In order to do this, we extend the notion of CLV to incorporate/consider social media and propose the concept of “connected customer lifetime value” (CCLV). CCLV includes not only the present value of the net cash flows from a customer’s purchases over time, but also the present value of the net cash flows from others’ purchases who were influenced (to purchase) by that customer through social media. Just to be clear, we are saying that there are two important components: CCLV = purchases by a customer + purchases by others who were influenced (to purchase) by that customer through social media.

Using CCLV can change dramatically whom marketers value as customers! When using CLV, marketers would target customers based on their expected purchases. Customers who are expected to purchase relatively little over time have relatively little value. However, when using CCLV, these very same customers could have relatively high value to a marketer if—this is the cool part—their influence on others’ purchasing decisions was great (and positive), resulting in substantial volume of purchases (by others). It is conceivable that a customer who makes relatively few purchases could be the most valuable customer to an organization, courtesy of social media and the influence it enables!

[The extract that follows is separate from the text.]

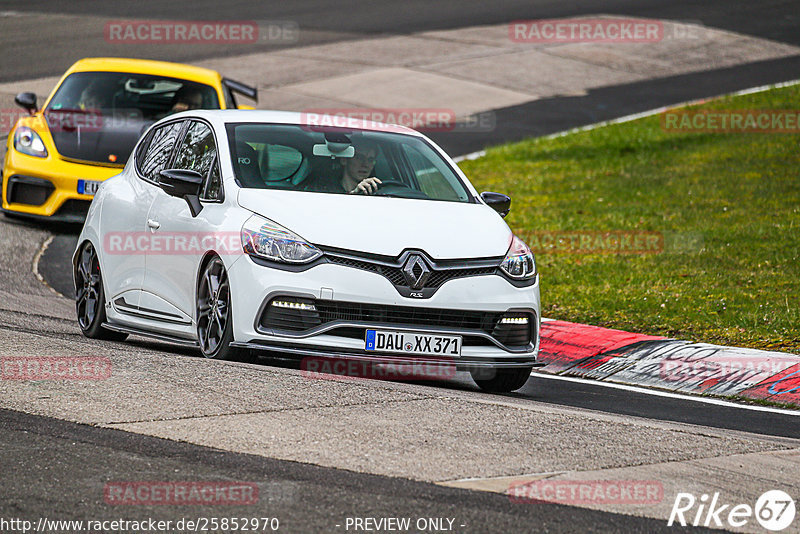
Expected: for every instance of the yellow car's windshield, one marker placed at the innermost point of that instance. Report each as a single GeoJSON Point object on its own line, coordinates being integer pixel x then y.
{"type": "Point", "coordinates": [99, 116]}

We are not saying that this is necessarily typical; although, we know that consumers typically search online for consumer opinions/conversations before making a purchase. The important messages here are that a customer’s economic worth can be based on his/her purchases and on influence through social media, that CCLV can quantitatively show the value of social media, and that CCLV can be used by marketers to leverage social media in making decisions.